The short-lived television series Firefly has become the focus of a great deal of speculation, criticism and analysis. Fans find the show’s 14 episodes (including three that never aired) engaging and visionary; detractors consider Firefly inconsistent and illogical. Much speculation has ensued regarding the rationale behind the Fox network’s decision to cancel the show practically before it broke atmo, and one of the more intriguing of these hypotheses is found in an essay entitled Just Shove Him In The Engine, or The Role of Chivalry in Firefly by John C. Wright, in the book Finding Serenity. (Read a review of Finding Serenity at the Troynovant literary review website.)
Wright speculates that Firefly failed to find an audience due to an inherent discrepancy between the genres of sci-fi and the western as regards to the principle of chivalry. Science fiction, Wright says, is progressive, while westerns are traditional; trying to meld the two is like trying to fuse oil and water. In combining these two genres, he says that Firefly creator Joss Whedon “did not add … an element of chivalry into this space western,” but he posits “(chivalry) is in the marrow of the western.” Science fiction must abandon chivalry, but westerns must include chivalry — Wright assumes this Catch-22 doomed Firefly to failure. He concludes by saying today’s audiences are “delighted with radical egalitarianism, and disgusted by chivalry.”
Can this really be true?
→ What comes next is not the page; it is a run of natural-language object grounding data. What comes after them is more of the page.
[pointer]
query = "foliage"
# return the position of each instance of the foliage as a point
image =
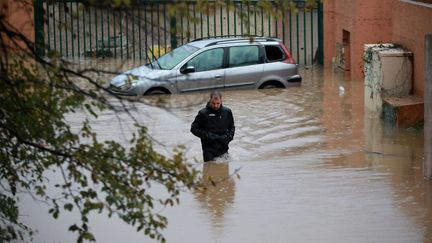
(36, 96)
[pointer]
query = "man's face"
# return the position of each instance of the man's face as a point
(215, 103)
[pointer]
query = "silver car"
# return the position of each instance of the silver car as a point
(213, 63)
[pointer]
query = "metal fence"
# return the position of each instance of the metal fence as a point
(148, 29)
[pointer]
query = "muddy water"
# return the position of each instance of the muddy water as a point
(312, 166)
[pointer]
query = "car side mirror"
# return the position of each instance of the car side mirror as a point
(188, 69)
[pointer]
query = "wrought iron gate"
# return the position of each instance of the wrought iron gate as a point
(147, 29)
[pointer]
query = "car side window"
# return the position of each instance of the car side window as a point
(243, 55)
(208, 60)
(274, 53)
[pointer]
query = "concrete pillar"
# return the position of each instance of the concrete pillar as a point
(428, 107)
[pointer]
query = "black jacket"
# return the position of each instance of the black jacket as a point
(215, 128)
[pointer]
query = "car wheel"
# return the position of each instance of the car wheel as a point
(268, 86)
(156, 92)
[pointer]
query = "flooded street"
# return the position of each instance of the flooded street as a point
(312, 166)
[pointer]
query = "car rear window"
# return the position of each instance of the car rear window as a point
(274, 53)
(171, 59)
(243, 55)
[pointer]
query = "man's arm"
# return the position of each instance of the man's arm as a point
(231, 127)
(197, 128)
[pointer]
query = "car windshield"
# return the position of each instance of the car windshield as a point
(171, 59)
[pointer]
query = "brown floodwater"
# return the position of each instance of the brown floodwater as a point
(312, 166)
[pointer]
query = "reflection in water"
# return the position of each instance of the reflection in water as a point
(218, 190)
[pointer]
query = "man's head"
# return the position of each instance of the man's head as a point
(215, 100)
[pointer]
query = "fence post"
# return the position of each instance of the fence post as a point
(173, 30)
(428, 107)
(320, 33)
(38, 27)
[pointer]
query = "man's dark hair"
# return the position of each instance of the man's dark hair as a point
(215, 93)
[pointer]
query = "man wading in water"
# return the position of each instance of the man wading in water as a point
(214, 125)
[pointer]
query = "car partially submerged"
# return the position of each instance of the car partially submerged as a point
(213, 63)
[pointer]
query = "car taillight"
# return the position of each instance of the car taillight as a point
(288, 58)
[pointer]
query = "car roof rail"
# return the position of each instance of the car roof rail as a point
(238, 38)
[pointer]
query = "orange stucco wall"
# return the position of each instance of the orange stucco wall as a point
(369, 21)
(411, 21)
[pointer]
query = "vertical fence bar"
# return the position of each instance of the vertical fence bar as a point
(158, 21)
(248, 22)
(47, 17)
(127, 33)
(72, 32)
(84, 33)
(173, 27)
(208, 22)
(66, 27)
(269, 24)
(427, 168)
(283, 26)
(38, 27)
(102, 35)
(139, 33)
(60, 30)
(255, 20)
(152, 31)
(108, 32)
(262, 21)
(241, 18)
(121, 33)
(165, 30)
(194, 11)
(276, 23)
(202, 25)
(298, 38)
(312, 36)
(96, 28)
(235, 19)
(214, 20)
(145, 49)
(221, 18)
(304, 37)
(78, 29)
(133, 32)
(291, 31)
(54, 26)
(114, 13)
(320, 33)
(181, 29)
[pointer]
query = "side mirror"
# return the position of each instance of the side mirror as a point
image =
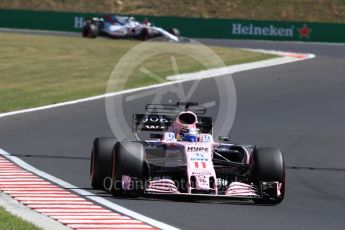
(223, 138)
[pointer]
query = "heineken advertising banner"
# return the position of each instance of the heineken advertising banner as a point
(189, 27)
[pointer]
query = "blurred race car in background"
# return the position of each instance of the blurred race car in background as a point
(181, 158)
(126, 27)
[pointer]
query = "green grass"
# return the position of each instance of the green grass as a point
(10, 222)
(40, 70)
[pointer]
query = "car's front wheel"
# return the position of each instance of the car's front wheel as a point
(90, 30)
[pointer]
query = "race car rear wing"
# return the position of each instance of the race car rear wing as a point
(161, 123)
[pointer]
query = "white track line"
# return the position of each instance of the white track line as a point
(77, 205)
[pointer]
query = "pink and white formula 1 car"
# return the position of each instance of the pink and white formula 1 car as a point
(182, 158)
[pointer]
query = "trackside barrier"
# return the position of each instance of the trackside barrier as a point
(189, 27)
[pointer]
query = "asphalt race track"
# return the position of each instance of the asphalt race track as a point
(298, 107)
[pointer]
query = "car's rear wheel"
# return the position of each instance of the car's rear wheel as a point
(269, 169)
(128, 167)
(144, 34)
(100, 167)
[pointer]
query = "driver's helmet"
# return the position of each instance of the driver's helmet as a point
(189, 134)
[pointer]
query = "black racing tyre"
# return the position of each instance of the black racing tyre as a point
(144, 34)
(100, 167)
(269, 167)
(128, 160)
(90, 30)
(174, 31)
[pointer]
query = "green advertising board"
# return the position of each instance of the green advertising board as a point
(189, 27)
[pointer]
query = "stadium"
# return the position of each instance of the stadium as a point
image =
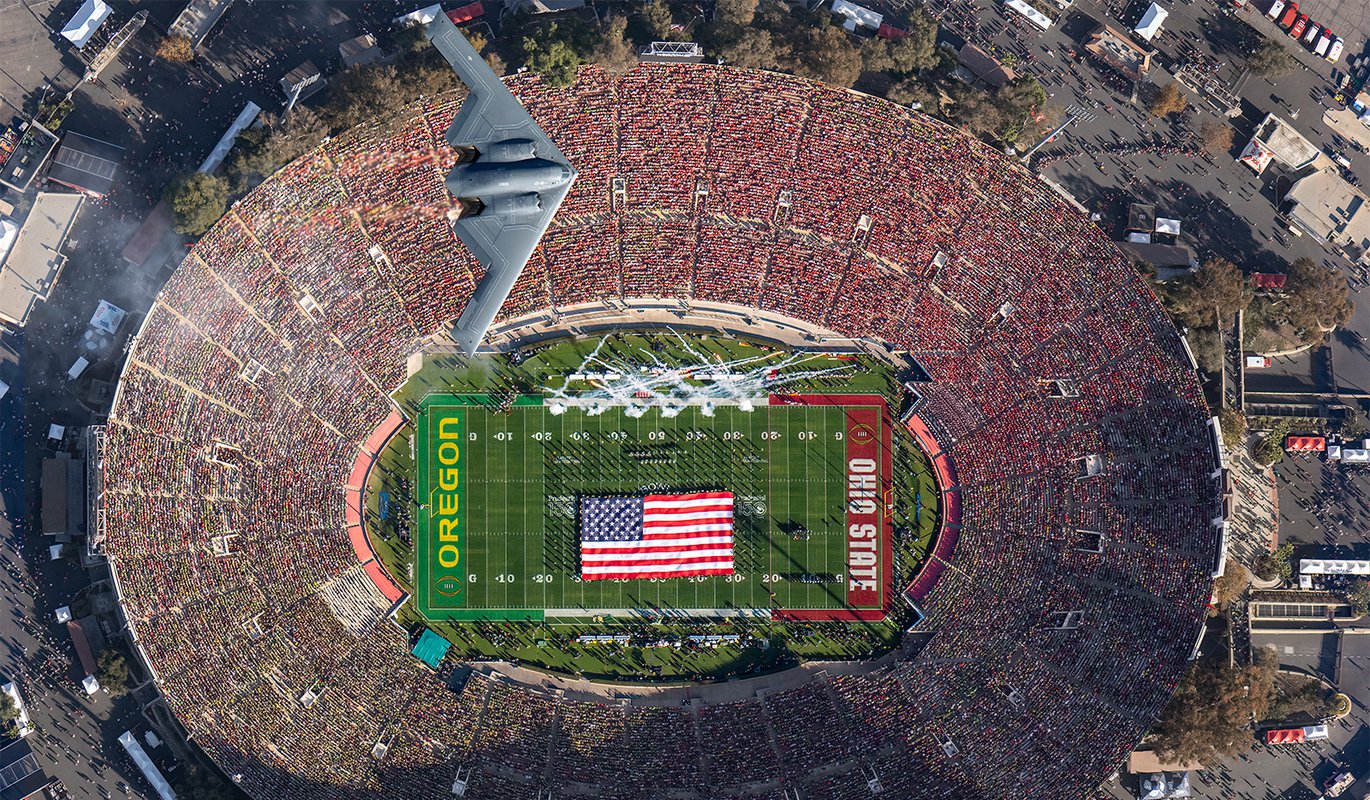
(1076, 466)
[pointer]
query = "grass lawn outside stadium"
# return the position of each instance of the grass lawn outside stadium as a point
(495, 539)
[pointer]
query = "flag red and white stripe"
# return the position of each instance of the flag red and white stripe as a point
(658, 536)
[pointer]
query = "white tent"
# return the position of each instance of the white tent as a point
(1151, 21)
(855, 15)
(421, 17)
(107, 317)
(86, 21)
(8, 232)
(1032, 14)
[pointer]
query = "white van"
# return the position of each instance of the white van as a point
(1324, 45)
(77, 367)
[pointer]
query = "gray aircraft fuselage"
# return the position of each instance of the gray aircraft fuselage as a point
(488, 181)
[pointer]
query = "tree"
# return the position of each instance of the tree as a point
(1317, 300)
(976, 110)
(614, 51)
(874, 55)
(755, 50)
(197, 200)
(1270, 59)
(1274, 565)
(260, 151)
(174, 48)
(1230, 584)
(1209, 717)
(824, 52)
(1167, 99)
(1359, 597)
(913, 91)
(8, 717)
(410, 39)
(367, 93)
(1219, 288)
(1019, 102)
(113, 673)
(1215, 137)
(656, 17)
(556, 63)
(197, 782)
(1269, 451)
(918, 50)
(740, 13)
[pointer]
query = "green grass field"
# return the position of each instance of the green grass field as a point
(397, 526)
(524, 470)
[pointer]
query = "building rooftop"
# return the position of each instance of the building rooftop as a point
(1118, 51)
(23, 148)
(86, 163)
(359, 51)
(34, 262)
(1287, 144)
(984, 67)
(197, 19)
(1330, 208)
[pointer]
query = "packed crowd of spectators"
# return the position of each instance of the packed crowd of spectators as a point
(269, 355)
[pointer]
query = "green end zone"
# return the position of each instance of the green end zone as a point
(496, 532)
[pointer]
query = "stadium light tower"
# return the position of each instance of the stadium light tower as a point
(508, 181)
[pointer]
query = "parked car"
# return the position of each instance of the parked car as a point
(1335, 51)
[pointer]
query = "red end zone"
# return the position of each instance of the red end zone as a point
(869, 474)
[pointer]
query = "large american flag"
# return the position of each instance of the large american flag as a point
(658, 536)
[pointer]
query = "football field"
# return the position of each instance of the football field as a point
(497, 529)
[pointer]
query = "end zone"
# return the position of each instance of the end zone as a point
(869, 480)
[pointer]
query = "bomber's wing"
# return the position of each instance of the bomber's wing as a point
(489, 113)
(503, 245)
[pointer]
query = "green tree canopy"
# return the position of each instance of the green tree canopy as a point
(613, 51)
(1209, 718)
(1219, 291)
(1359, 597)
(1270, 59)
(113, 673)
(556, 63)
(1317, 300)
(918, 50)
(656, 17)
(735, 11)
(825, 52)
(1167, 99)
(8, 715)
(367, 93)
(754, 48)
(197, 200)
(1274, 565)
(260, 151)
(174, 48)
(913, 91)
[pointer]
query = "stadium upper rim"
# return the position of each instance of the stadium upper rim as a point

Are modern TV viewers actually disgusted by chivalry? And is this heroic ideal from the days of “knights in shining armor” completely absent from the genre of science fiction in general, and from Firefly in particular?
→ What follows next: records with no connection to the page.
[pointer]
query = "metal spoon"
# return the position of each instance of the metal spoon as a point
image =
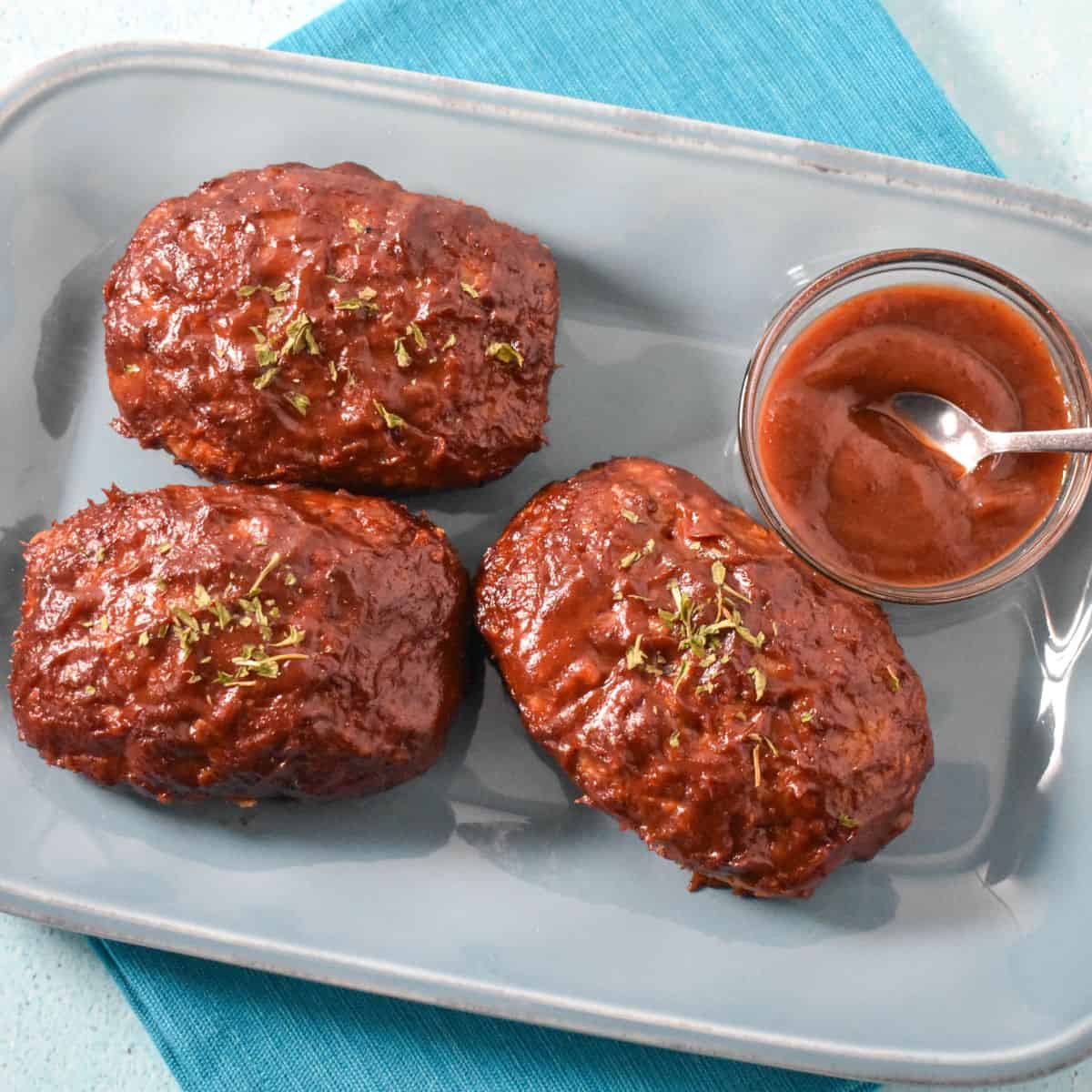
(942, 425)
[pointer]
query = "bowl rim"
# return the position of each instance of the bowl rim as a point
(1077, 478)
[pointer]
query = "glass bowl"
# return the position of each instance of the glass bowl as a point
(885, 268)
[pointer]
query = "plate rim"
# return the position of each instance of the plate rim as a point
(449, 96)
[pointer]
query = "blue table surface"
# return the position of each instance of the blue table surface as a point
(1016, 70)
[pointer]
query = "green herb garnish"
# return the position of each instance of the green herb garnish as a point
(759, 676)
(767, 741)
(299, 334)
(267, 569)
(506, 352)
(401, 353)
(392, 420)
(363, 299)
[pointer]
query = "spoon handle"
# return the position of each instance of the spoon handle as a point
(1060, 440)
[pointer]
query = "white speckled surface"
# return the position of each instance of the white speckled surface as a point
(1016, 70)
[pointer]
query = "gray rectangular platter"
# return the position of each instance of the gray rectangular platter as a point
(960, 954)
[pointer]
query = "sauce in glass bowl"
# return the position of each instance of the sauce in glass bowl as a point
(855, 489)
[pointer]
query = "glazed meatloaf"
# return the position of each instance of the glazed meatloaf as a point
(748, 719)
(240, 642)
(327, 327)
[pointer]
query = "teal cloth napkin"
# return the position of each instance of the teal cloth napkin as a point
(829, 70)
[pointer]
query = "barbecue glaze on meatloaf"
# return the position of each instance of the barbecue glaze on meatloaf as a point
(240, 642)
(327, 327)
(747, 718)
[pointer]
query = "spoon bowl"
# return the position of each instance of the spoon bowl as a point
(944, 427)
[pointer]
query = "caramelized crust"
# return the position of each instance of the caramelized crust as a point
(745, 716)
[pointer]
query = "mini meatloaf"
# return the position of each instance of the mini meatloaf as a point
(327, 327)
(748, 719)
(240, 642)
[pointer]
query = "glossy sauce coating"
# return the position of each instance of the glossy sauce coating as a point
(240, 642)
(856, 487)
(748, 719)
(327, 327)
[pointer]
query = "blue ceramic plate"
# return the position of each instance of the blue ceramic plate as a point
(961, 954)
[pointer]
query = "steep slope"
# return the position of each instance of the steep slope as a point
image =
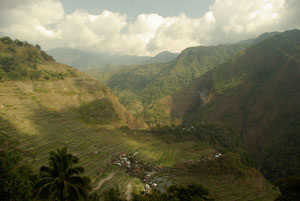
(140, 87)
(84, 60)
(34, 79)
(70, 109)
(258, 94)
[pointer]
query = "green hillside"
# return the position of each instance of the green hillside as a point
(76, 111)
(140, 87)
(84, 60)
(258, 94)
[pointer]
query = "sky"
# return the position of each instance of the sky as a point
(143, 27)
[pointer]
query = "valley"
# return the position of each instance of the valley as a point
(200, 118)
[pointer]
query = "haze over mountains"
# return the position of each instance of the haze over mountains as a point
(252, 86)
(219, 115)
(83, 60)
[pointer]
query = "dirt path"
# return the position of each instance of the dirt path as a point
(128, 191)
(109, 177)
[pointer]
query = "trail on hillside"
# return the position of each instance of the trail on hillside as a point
(109, 177)
(128, 191)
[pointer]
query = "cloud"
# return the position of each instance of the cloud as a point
(45, 22)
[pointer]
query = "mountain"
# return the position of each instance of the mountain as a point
(138, 87)
(252, 87)
(47, 81)
(84, 60)
(162, 57)
(46, 105)
(257, 93)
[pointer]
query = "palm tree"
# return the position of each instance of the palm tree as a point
(60, 181)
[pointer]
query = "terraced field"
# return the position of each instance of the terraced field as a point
(45, 115)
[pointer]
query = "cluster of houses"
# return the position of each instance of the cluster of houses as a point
(135, 168)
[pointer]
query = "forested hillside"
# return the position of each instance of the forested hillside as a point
(258, 94)
(62, 107)
(140, 87)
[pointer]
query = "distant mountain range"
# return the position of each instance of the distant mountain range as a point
(253, 86)
(84, 60)
(45, 105)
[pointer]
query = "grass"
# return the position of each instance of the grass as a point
(52, 119)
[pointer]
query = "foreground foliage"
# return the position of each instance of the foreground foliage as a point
(60, 180)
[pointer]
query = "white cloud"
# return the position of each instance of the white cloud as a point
(46, 23)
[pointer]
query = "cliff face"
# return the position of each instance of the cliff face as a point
(32, 80)
(257, 93)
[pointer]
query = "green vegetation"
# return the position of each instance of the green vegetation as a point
(289, 188)
(80, 113)
(16, 177)
(61, 180)
(283, 158)
(142, 86)
(182, 193)
(21, 61)
(257, 95)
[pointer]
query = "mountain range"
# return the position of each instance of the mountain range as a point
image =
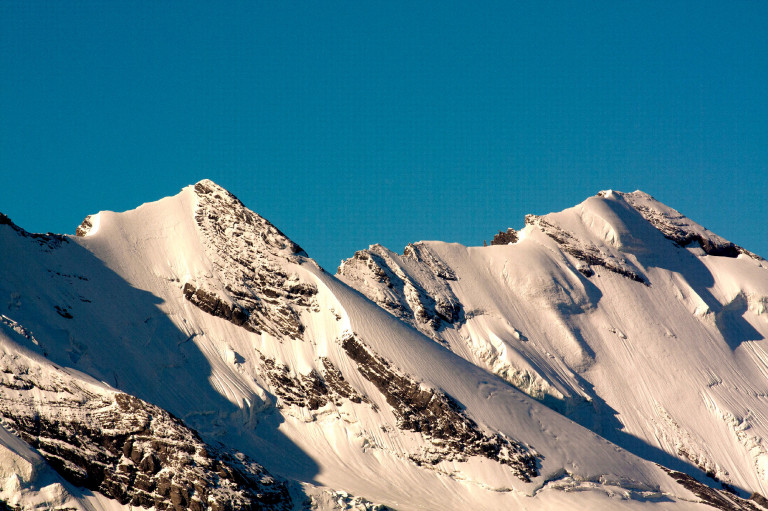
(188, 355)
Perhaps an in-depth look at the principles and applications of this often misunderstood concept will lead us to a different understanding about the relationship between Firefly and the code of chivalry.
Wright’s assumption rests in part on the premise that chivalry is defined by the obligation of a hero to give shelter and defense to the weak and vulnerable. “Protect the womenfolk and young ’uns,” as the cowboys might have said. This, however, is an overly simplistic view of the role of chivalry in both history and drama.
The code of chivalry is a product of the medieval period of Western Europe. Although the principles of chivalry can certainly be found in medieval epics such as the tales of King Arthur and the Knights of the Round Table, these stories have been highly romanticized over the centuries. Chivalry based on nothing but reverence of women (an interpretation that comes largely from the 19th century Victorian era) would have been quite alien to the knights of the 12th, 13th and 14th centuries. For a more authentic, down-to-earth understanding of how medieval knights viewed the concept of a code of honor we must turn to another type of source material: manuals of chivalry.
Manuals of chivalry are literally “how to” books on military training and martial doctrine, not guides for falling in love and winning the hearts of the ladies. Perhaps the most famous of these manuals is La livre de chevalerie, written in the mid-14th century by Geoffroi de Charny, a French knight and one of the most respected warriors of his time.
Is Charny’s book all about defending the honor of ladies or rescuing maidens? Actually, of the 42 chapters in Charny’s book, only five address the topic of male/female relations. The vast majority of Charny’s text is focused on the qualities of a “worthy” warrior. Indicative of the range of subjects addressed in the book are topics like: “The scale of prowess and types of men-at-arms,” “How to study the art of war,” “The great influence of a valiant lord” and “(How) a good man-at-arms can be pleasing to God.”
It’s important to remember that real knights, warriors by profession, wrote and read these manuals of chivalry. Courtesy and respectful treatment of ladies was certainly a part of the code of chivalry, but only a part. Books such as Charny’s indicate that knights were far more concerned with the notions of loyalty, fortitude, trustworthiness, justice and courage than they were with championing and winning the hearts of damsels in distress.
From the ideals of chivalry Western culture has taken much of its understanding of the dramatic character of the modern hero — readers and viewers often don’t even realize how elemental this medieval code is in today’s image of the hero. Because of the basic sense of chivalry that still pervades our culture, today’s heroes in all genres resemble King Arthur or Sir Gawain far more than they do Achilles, Odysseus or Romulus.
An understanding of the authentic values of chivalry is crucial to determining whether or not this code can be found in the realm of Firefly.